Update: A copy of the proposed zoning proposal for the Hog Hammock district was provided to The Current Tuesday at 11:10 a.m. Here’s a link to the 14-page document that will be voted on after 5 p.m. today by the McIntosh County Commission.
A zoning proposal for Hogg Hammock remains on the fast track to allow larger, taller homes in the historic Gullah-Geechee community after a McIntosh County Commission workshop meeting Monday evening.
The commission is scheduled to vote on the controversial zoning plan at its 5 p.m. Tuesday meeting.
About 150 people packed the McIntosh County Courthouse Monday, many of them back just four days after a heated, nearly three-hour-long hearing of the county zoning board Thursday on the same matter. At that hearing, more than 30 people spoke out against the proposed changes. None spoke in favor.
After incorporating changes commission Chairman David Stevens made at Monday’s meeting, the Hogg Hummock zoning proposal allows houses of up to 37 feet tall with 3,000 square feet enclosed space.
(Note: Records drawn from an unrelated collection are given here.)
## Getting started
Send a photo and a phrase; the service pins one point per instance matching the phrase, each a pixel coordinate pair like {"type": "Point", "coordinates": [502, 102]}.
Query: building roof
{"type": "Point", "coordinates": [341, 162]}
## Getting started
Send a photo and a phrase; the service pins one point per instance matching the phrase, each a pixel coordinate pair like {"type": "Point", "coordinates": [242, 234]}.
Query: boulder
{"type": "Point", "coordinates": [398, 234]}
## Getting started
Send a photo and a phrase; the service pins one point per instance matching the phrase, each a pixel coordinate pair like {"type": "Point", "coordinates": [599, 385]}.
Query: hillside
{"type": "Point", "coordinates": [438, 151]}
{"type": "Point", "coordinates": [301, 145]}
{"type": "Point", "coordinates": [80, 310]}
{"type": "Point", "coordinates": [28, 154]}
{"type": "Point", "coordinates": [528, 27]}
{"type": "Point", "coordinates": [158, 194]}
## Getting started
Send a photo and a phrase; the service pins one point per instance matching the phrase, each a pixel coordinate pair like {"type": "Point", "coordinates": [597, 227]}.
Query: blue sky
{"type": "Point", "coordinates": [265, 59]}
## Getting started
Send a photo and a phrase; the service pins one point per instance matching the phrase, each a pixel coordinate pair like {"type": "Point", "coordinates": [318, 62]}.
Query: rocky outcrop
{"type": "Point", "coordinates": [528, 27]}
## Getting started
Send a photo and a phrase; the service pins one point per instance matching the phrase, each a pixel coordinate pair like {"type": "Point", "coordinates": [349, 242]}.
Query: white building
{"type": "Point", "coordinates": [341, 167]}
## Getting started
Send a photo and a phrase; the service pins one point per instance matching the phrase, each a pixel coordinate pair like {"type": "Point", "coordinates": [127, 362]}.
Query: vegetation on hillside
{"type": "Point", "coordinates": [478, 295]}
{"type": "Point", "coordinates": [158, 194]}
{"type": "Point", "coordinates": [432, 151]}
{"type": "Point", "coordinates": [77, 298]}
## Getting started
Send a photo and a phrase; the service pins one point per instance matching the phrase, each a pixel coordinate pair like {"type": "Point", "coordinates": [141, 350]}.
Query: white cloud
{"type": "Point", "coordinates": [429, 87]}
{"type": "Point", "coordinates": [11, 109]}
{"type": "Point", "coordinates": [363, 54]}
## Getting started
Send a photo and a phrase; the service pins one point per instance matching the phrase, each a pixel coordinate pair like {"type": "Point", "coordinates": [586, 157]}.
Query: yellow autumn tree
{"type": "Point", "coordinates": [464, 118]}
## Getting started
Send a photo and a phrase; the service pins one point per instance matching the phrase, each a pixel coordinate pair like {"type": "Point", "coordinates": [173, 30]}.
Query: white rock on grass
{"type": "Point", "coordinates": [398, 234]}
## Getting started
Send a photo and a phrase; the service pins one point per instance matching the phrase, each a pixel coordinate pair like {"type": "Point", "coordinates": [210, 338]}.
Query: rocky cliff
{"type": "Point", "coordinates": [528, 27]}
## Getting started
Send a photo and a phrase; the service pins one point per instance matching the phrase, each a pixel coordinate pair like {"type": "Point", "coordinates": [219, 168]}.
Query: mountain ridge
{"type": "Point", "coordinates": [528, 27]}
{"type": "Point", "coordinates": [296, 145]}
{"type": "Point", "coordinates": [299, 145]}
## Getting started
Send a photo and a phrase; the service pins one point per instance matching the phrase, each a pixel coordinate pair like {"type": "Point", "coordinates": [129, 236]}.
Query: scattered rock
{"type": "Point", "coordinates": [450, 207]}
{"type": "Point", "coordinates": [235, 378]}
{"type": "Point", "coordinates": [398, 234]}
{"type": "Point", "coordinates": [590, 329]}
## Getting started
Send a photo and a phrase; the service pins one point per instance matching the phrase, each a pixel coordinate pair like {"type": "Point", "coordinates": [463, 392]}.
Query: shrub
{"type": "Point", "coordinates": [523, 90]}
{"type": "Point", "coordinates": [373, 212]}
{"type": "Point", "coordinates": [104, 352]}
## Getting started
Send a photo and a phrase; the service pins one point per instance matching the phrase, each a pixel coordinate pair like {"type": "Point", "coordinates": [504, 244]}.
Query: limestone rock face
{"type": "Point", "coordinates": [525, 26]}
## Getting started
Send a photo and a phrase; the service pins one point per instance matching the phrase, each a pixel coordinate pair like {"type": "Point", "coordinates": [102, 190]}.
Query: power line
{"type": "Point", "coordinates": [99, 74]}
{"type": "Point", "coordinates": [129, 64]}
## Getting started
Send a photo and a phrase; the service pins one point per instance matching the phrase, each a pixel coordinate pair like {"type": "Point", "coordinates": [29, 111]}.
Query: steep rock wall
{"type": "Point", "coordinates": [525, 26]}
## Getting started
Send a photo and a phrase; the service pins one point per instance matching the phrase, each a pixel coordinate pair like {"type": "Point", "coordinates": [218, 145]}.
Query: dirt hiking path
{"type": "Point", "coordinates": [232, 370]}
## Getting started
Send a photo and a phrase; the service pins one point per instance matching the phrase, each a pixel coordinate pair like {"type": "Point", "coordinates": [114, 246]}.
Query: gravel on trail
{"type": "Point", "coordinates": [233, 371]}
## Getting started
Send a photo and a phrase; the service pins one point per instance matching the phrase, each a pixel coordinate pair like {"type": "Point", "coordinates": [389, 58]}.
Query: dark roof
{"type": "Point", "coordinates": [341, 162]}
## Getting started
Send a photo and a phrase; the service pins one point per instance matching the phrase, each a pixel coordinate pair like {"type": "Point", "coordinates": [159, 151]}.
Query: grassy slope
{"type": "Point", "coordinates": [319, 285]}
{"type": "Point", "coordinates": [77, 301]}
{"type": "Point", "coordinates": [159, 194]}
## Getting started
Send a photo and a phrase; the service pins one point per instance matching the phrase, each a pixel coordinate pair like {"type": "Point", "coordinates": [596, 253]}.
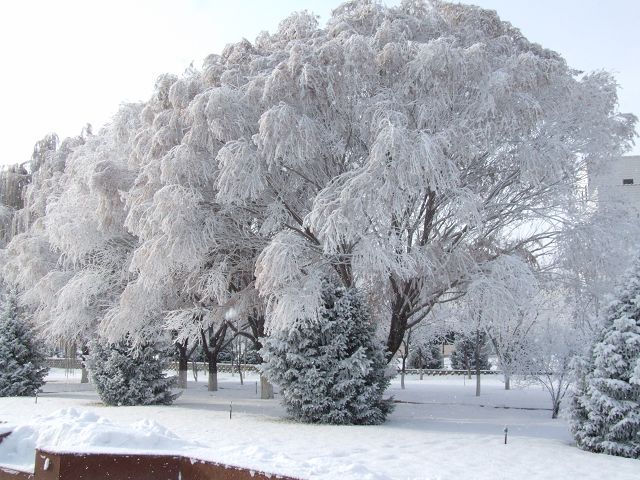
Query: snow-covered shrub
{"type": "Point", "coordinates": [605, 413]}
{"type": "Point", "coordinates": [426, 355]}
{"type": "Point", "coordinates": [330, 370]}
{"type": "Point", "coordinates": [126, 376]}
{"type": "Point", "coordinates": [464, 355]}
{"type": "Point", "coordinates": [22, 368]}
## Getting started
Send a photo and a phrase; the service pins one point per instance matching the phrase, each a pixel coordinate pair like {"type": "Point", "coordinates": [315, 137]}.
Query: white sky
{"type": "Point", "coordinates": [69, 62]}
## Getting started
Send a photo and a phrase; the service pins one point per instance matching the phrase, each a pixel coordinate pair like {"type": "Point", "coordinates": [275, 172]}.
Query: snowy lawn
{"type": "Point", "coordinates": [440, 430]}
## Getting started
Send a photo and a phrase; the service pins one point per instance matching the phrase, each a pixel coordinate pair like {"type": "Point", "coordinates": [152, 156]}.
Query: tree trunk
{"type": "Point", "coordinates": [84, 373]}
{"type": "Point", "coordinates": [183, 367]}
{"type": "Point", "coordinates": [477, 355]}
{"type": "Point", "coordinates": [266, 389]}
{"type": "Point", "coordinates": [212, 384]}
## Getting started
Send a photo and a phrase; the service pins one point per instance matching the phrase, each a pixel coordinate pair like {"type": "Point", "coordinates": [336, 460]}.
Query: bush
{"type": "Point", "coordinates": [22, 360]}
{"type": "Point", "coordinates": [126, 376]}
{"type": "Point", "coordinates": [426, 355]}
{"type": "Point", "coordinates": [605, 410]}
{"type": "Point", "coordinates": [463, 356]}
{"type": "Point", "coordinates": [330, 370]}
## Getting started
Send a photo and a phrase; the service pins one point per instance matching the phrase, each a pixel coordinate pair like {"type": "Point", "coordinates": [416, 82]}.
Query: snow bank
{"type": "Point", "coordinates": [70, 430]}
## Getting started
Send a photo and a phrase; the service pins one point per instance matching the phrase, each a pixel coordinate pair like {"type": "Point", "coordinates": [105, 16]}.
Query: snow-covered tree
{"type": "Point", "coordinates": [22, 361]}
{"type": "Point", "coordinates": [427, 141]}
{"type": "Point", "coordinates": [606, 406]}
{"type": "Point", "coordinates": [124, 375]}
{"type": "Point", "coordinates": [471, 352]}
{"type": "Point", "coordinates": [426, 355]}
{"type": "Point", "coordinates": [332, 370]}
{"type": "Point", "coordinates": [554, 344]}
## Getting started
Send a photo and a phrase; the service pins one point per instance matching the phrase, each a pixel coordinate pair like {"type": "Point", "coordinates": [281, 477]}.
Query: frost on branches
{"type": "Point", "coordinates": [22, 362]}
{"type": "Point", "coordinates": [331, 370]}
{"type": "Point", "coordinates": [126, 376]}
{"type": "Point", "coordinates": [606, 408]}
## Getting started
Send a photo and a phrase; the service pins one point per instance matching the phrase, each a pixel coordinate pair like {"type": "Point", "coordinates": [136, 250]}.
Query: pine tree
{"type": "Point", "coordinates": [605, 414]}
{"type": "Point", "coordinates": [22, 361]}
{"type": "Point", "coordinates": [330, 370]}
{"type": "Point", "coordinates": [463, 356]}
{"type": "Point", "coordinates": [126, 376]}
{"type": "Point", "coordinates": [426, 355]}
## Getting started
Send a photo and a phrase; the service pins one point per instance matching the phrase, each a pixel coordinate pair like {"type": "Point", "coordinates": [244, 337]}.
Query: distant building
{"type": "Point", "coordinates": [620, 183]}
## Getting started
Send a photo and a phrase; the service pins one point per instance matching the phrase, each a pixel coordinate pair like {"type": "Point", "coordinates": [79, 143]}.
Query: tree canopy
{"type": "Point", "coordinates": [400, 150]}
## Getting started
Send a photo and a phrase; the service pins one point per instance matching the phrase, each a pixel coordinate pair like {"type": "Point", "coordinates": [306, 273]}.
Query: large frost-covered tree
{"type": "Point", "coordinates": [606, 407]}
{"type": "Point", "coordinates": [331, 370]}
{"type": "Point", "coordinates": [22, 361]}
{"type": "Point", "coordinates": [405, 148]}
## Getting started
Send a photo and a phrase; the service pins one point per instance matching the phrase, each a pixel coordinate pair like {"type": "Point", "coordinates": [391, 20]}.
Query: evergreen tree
{"type": "Point", "coordinates": [463, 356]}
{"type": "Point", "coordinates": [22, 361]}
{"type": "Point", "coordinates": [330, 370]}
{"type": "Point", "coordinates": [605, 414]}
{"type": "Point", "coordinates": [426, 355]}
{"type": "Point", "coordinates": [126, 376]}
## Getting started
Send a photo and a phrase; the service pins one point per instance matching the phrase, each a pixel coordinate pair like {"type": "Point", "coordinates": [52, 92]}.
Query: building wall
{"type": "Point", "coordinates": [610, 186]}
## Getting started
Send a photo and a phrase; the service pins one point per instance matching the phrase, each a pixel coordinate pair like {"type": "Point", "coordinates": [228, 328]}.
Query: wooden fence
{"type": "Point", "coordinates": [224, 367]}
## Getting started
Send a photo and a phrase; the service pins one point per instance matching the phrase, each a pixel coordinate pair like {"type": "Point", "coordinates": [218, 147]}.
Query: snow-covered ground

The current zoning allows houses of up to 1.5 stories tall with 1,400 square feet of heated and cooled space.
On top of a new intent statement that references the island’s limited water and sanitary sewer facilities, as well as encourages a healthy environment for “several different types of dwellings,” Stevens added back the original purpose and intent statement that reads:
“The intent of this district is to allow continued use and activities of the community of Hog Hammock on Sapelo Island. The community has unique needs in regard to its historic resources, traditional patterns of development, threat from land speculators and housing forms. It is the intent of the district to reserve this area for low intensity residential and cottage industry uses which are environmentally sound and will not contribute to land value increases which could force removal of the indigenous population.”
Commissioner Roger Lotson, who represents Sapelo, urged his colleagues to postpone their scheduled vote on the proposal Tuesday.
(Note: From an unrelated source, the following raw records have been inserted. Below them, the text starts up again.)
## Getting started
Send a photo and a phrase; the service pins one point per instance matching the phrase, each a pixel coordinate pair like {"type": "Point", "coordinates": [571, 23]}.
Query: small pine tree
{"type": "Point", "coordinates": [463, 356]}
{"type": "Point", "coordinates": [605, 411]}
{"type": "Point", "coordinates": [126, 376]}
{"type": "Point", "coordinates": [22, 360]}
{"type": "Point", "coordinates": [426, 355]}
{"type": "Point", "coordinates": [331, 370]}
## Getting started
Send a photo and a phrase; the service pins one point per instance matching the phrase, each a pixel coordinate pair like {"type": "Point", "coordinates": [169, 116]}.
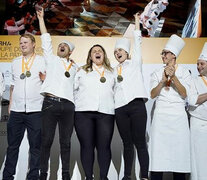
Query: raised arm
{"type": "Point", "coordinates": [202, 98]}
{"type": "Point", "coordinates": [136, 56]}
{"type": "Point", "coordinates": [170, 71]}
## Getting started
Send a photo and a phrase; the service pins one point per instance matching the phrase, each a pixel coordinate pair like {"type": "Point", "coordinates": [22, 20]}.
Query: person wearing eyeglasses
{"type": "Point", "coordinates": [169, 146]}
{"type": "Point", "coordinates": [198, 122]}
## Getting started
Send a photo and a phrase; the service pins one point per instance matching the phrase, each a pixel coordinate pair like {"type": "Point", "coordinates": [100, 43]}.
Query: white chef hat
{"type": "Point", "coordinates": [123, 43]}
{"type": "Point", "coordinates": [175, 45]}
{"type": "Point", "coordinates": [164, 1]}
{"type": "Point", "coordinates": [71, 45]}
{"type": "Point", "coordinates": [203, 55]}
{"type": "Point", "coordinates": [155, 14]}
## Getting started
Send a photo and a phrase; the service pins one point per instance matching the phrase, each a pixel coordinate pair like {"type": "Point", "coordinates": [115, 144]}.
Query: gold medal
{"type": "Point", "coordinates": [103, 79]}
{"type": "Point", "coordinates": [22, 76]}
{"type": "Point", "coordinates": [67, 74]}
{"type": "Point", "coordinates": [167, 88]}
{"type": "Point", "coordinates": [119, 78]}
{"type": "Point", "coordinates": [28, 73]}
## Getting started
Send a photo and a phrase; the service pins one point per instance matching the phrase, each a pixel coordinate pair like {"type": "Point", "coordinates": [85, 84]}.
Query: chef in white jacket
{"type": "Point", "coordinates": [2, 88]}
{"type": "Point", "coordinates": [169, 147]}
{"type": "Point", "coordinates": [198, 121]}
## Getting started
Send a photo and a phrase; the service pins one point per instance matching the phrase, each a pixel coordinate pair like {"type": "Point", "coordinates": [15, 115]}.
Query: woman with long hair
{"type": "Point", "coordinates": [94, 118]}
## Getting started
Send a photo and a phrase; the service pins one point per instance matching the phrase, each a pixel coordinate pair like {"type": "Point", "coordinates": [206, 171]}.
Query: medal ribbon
{"type": "Point", "coordinates": [169, 81]}
{"type": "Point", "coordinates": [119, 70]}
{"type": "Point", "coordinates": [25, 64]}
{"type": "Point", "coordinates": [101, 74]}
{"type": "Point", "coordinates": [67, 68]}
{"type": "Point", "coordinates": [205, 82]}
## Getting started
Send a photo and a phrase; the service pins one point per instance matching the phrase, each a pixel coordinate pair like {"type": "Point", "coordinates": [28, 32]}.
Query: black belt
{"type": "Point", "coordinates": [58, 99]}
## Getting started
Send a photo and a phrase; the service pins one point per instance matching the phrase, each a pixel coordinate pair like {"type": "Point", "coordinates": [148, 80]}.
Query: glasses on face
{"type": "Point", "coordinates": [164, 53]}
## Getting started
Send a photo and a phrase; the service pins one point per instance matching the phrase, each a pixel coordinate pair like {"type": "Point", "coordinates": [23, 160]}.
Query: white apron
{"type": "Point", "coordinates": [169, 146]}
{"type": "Point", "coordinates": [198, 149]}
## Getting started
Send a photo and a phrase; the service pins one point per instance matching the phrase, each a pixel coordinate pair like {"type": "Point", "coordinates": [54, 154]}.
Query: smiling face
{"type": "Point", "coordinates": [168, 57]}
{"type": "Point", "coordinates": [63, 50]}
{"type": "Point", "coordinates": [97, 55]}
{"type": "Point", "coordinates": [120, 54]}
{"type": "Point", "coordinates": [27, 46]}
{"type": "Point", "coordinates": [202, 67]}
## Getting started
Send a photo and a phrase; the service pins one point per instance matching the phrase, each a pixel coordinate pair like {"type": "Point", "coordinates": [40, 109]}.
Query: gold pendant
{"type": "Point", "coordinates": [103, 79]}
{"type": "Point", "coordinates": [119, 78]}
{"type": "Point", "coordinates": [22, 76]}
{"type": "Point", "coordinates": [167, 88]}
{"type": "Point", "coordinates": [67, 74]}
{"type": "Point", "coordinates": [28, 73]}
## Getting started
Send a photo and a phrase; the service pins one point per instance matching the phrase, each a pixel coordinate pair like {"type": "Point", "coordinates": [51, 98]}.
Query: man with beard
{"type": "Point", "coordinates": [25, 108]}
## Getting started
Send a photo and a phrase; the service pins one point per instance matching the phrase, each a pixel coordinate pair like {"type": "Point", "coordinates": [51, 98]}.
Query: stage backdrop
{"type": "Point", "coordinates": [151, 49]}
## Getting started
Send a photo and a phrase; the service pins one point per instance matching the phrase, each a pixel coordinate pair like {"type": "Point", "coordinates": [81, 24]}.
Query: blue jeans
{"type": "Point", "coordinates": [18, 122]}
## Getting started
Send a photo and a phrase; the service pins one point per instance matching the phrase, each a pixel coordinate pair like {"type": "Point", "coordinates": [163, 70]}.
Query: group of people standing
{"type": "Point", "coordinates": [91, 98]}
“There’s a lot of eyes on this proposal, both within the state and throughout the nation,” Lotson said. “And therefore we must make sure that we do it right. If we do it wrong it’s going to bring a black eye to McIntosh County … I fear that negative press might bring some damage to our reputation and may frighten off some potential business that may come to McIntosh County.”
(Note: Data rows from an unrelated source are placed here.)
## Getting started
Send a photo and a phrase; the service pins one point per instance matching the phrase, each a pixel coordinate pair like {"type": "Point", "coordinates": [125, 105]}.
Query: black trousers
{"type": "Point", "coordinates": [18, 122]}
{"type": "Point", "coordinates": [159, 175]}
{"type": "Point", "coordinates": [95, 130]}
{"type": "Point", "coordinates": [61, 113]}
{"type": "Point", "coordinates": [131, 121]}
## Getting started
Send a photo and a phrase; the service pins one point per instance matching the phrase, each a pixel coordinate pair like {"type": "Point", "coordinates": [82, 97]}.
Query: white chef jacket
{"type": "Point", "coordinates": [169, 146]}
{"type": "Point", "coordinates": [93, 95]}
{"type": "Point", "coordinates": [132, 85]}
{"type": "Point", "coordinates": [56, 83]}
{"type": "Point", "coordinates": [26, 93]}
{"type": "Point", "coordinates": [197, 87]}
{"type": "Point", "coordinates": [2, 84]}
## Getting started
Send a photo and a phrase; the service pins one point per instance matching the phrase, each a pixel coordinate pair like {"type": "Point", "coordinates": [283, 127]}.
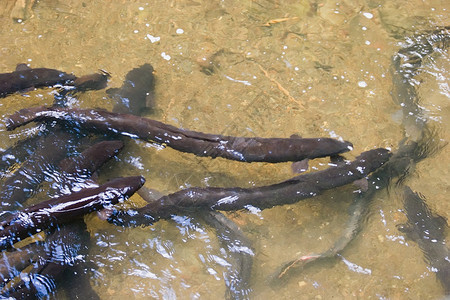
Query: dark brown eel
{"type": "Point", "coordinates": [65, 209]}
{"type": "Point", "coordinates": [243, 149]}
{"type": "Point", "coordinates": [286, 192]}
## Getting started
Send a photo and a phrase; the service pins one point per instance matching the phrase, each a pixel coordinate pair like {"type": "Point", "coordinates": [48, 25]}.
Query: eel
{"type": "Point", "coordinates": [242, 149]}
{"type": "Point", "coordinates": [13, 262]}
{"type": "Point", "coordinates": [18, 153]}
{"type": "Point", "coordinates": [239, 254]}
{"type": "Point", "coordinates": [24, 78]}
{"type": "Point", "coordinates": [422, 143]}
{"type": "Point", "coordinates": [65, 209]}
{"type": "Point", "coordinates": [428, 231]}
{"type": "Point", "coordinates": [25, 181]}
{"type": "Point", "coordinates": [286, 192]}
{"type": "Point", "coordinates": [75, 171]}
{"type": "Point", "coordinates": [65, 252]}
{"type": "Point", "coordinates": [136, 95]}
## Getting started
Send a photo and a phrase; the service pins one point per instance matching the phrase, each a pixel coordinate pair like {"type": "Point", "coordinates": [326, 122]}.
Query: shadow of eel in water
{"type": "Point", "coordinates": [422, 143]}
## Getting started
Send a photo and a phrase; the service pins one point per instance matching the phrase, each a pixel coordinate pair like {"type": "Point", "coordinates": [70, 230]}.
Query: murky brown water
{"type": "Point", "coordinates": [248, 68]}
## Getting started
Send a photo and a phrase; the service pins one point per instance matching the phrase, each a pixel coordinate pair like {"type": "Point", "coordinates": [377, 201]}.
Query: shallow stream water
{"type": "Point", "coordinates": [248, 68]}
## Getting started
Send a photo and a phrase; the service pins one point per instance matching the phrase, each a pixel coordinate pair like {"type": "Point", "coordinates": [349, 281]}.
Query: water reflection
{"type": "Point", "coordinates": [308, 46]}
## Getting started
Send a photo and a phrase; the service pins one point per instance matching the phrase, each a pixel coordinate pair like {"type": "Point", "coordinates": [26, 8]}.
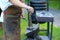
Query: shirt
{"type": "Point", "coordinates": [4, 4]}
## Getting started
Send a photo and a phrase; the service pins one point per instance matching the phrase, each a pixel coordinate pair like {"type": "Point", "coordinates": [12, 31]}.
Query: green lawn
{"type": "Point", "coordinates": [54, 4]}
{"type": "Point", "coordinates": [24, 25]}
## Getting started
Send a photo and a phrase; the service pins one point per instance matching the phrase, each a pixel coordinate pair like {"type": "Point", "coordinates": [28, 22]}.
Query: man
{"type": "Point", "coordinates": [11, 25]}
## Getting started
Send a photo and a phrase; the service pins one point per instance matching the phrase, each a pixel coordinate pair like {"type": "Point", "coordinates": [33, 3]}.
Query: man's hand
{"type": "Point", "coordinates": [30, 10]}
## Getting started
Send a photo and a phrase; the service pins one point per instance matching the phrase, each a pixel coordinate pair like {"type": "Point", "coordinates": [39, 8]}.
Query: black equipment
{"type": "Point", "coordinates": [40, 16]}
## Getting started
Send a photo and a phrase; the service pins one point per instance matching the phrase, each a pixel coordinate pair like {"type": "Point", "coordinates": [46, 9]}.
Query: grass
{"type": "Point", "coordinates": [24, 25]}
{"type": "Point", "coordinates": [54, 4]}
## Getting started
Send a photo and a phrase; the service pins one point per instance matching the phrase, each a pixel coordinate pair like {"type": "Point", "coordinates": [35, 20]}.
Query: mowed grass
{"type": "Point", "coordinates": [24, 25]}
{"type": "Point", "coordinates": [54, 4]}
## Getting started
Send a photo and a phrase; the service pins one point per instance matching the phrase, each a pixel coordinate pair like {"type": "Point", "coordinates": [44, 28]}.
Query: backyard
{"type": "Point", "coordinates": [24, 24]}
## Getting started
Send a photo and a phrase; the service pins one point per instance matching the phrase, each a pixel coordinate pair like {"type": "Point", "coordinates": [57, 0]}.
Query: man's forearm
{"type": "Point", "coordinates": [19, 3]}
Advocates including those attending the meeting from the Council on American-Islamic Relations and the Southern Poverty Law Center have pointed out procedural and other missteps in the process that could lead to a lawsuit against the county.
“The County’s proposal continues to raise serious due process and equal protection concerns by excluding the historically and culturally important Gullah-Geechee community on Sapelo Island from meaningful participation in the passage of the Hogg Hummock Zoning District amendments, which singularly poses an existential threat to that community,” Southern Poverty Law Center Senior Supervising Attorney Crystal McElrath wrote in a letter to the county commission Monday.
Lotson said he’s worried about a lawsuit, but also what the process is telling some residents.
“I’m concerned that the message to my constituents is that their voices are not heard or even considered.”
Residents of Georgia’s only intact Saltwater Geechee community fear larger house sizes will attract investors, driving up property values and taxes, and ultimately driving out the descendants of enslaved people who once worked the island’s plantations.
Chairman Stevens said he was considering larger homes because “a number of people” told him 1,400 square feet was too small.
“I’ve heard those who’ve said, I cannot have my kids and grandkids over here to stay with me without going down the street and renting a place,” Stevens said.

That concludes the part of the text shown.